If Nilsson hired Ms. Green to audit his project, then you appear to be providing an example of how the system WORKS — and not a “good example (of) just how flawed the carbon auditing process is,” as you maintain.
I say this because the question isn’t whether she signed a contract or not, because an auditor has to sign a contract before beginning an audit. The question is what she did AFTER realizing this wasn’t a legitimate project.
I agree that if Nilsson is running around claiming that the auditor is a part of his team, then the auditor should be more aggressive in denouncing him, although she may be contractually prevented from doing so. (I’m speculating here). I’d love to see her speak out on this, and I agree the sector should be more aggressive in pursuing these clowns. But the media also has an obligation to point out that the carbon sector has created rigorous standards, and that Nilsson hasn’t generated credits that are recognized under these standards.
IF it emerged that there was collusion between Ms Green and Nilsson to misrepresent his project, that would a serious matter. Also, IF a project built on collusion ever became certified, that would also be a serious matter — although it would also be the exception that proves the rule.
@Steve Zwick – Steve, please let me explain further. There was never any Project Design Document (PDD) to audit. Nilsson never hired Carly Green to audit the project, but presumably he signed a “joint venture” contract with her to develop carbon projects, with her receiving a percentage of the profits.
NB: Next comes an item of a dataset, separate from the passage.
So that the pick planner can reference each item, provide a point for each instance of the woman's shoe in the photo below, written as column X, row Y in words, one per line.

Steve, this example is not complex and is actually quite simple. Again, you stated that, “…this guy (David Nilsson) pretended to be a carbon project developer, just as Brett Goldsworthy did. (Goldsworthy talks a good line, but when he approached legitimate carbon developers he was tossed out of the office). Nothing that either of these clowns did would ever have even come close to being recognized as a legitimate carbon offset by anyone who has done any homework at all…” Carly Green, a VCSA-approved AFOLU expert for IFM and ALM carbon projects, did not “toss him out of the office,” but presumably became his “partner” signing a joint venture contract with Nilsson.
It would appear that “differentiating between cowboys and real project developers” (as you put it) is not that easy to do, with the people who audit carbon projects (Carly Green, in this case) not only failing to identify them (Nilsson, in this case) as carbon cowboys, but willing to be partners with them. The “legitimate carbon community” (as you put it) appeared to be quite willing to deal with Nilsson, even after his being identified as a carbon cowboy by the REDD-Monitor and the Ecosystem Marketplace.
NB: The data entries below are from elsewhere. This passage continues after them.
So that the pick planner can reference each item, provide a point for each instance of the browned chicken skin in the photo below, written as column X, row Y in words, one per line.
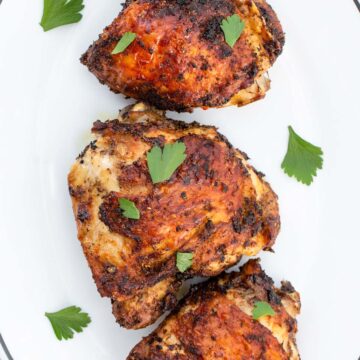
column 180, row 59
column 215, row 206
column 215, row 321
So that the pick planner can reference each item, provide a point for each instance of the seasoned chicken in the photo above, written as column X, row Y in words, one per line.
column 215, row 321
column 215, row 206
column 180, row 60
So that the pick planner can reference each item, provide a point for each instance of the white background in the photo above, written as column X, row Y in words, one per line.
column 48, row 102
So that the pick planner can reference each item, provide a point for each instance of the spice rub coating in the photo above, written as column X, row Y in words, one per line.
column 180, row 60
column 215, row 206
column 214, row 321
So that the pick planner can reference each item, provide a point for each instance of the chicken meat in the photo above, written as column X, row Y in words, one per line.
column 215, row 321
column 215, row 206
column 180, row 60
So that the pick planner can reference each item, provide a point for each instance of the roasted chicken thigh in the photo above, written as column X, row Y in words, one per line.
column 180, row 60
column 215, row 321
column 215, row 206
That said, I applaud you for having the courage and the morality to put David Nilsson’s name on your website (www.ecosystemmarketplace.com), fully knowing how Nilsson harassed Chris Lang for daring to print his name. Unfortunately, it would appear that not all the “legitimate carbon community” has your courage and morality.
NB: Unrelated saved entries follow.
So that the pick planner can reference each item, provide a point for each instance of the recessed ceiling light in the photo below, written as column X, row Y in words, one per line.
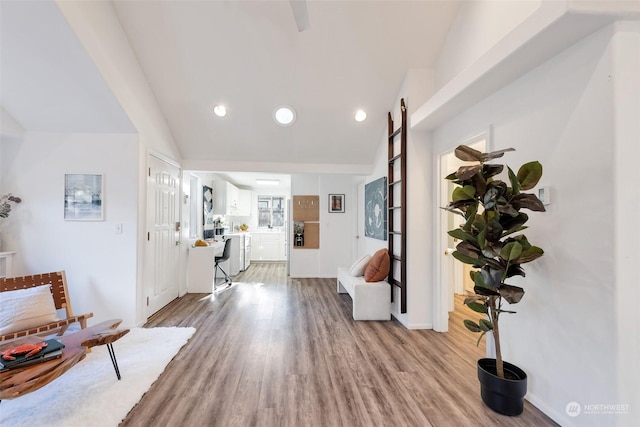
column 284, row 115
column 220, row 110
column 260, row 181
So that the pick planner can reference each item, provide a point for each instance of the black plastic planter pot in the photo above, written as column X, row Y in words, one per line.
column 503, row 395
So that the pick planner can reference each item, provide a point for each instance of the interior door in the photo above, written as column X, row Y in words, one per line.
column 162, row 251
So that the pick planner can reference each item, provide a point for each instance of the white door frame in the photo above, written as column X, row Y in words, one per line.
column 441, row 286
column 178, row 215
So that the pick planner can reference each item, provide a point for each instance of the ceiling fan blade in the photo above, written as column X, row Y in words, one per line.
column 299, row 8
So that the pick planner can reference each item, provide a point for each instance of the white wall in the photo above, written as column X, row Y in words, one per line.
column 98, row 28
column 562, row 114
column 336, row 229
column 100, row 264
column 626, row 98
column 479, row 25
column 416, row 88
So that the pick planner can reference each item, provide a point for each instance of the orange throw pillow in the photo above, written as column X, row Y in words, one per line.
column 378, row 268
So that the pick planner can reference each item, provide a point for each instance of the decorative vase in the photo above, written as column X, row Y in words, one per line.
column 503, row 395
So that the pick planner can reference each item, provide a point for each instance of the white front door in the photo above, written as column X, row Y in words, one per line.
column 162, row 252
column 449, row 271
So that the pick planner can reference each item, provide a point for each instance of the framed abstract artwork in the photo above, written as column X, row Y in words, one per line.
column 336, row 203
column 375, row 209
column 83, row 197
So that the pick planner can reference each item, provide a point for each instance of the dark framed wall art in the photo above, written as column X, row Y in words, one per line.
column 336, row 203
column 83, row 197
column 375, row 209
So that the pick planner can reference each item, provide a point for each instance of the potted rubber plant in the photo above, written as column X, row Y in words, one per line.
column 491, row 240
As a representative of Australia, Nilsson brings all citizens into disrepute by his actions. Therefore the Australian Government should revoke Nilsson’s passport immediately, effectively leaving him stateless (“A person without a country”)! That way they could just leave him to his own devices as he has left the very tribes he conned! Incidentally, has anyone followed up the Aus Gov to see what, if anything, has been done to prosecute this criminal and also are the agreements between him and the tribes enforceable?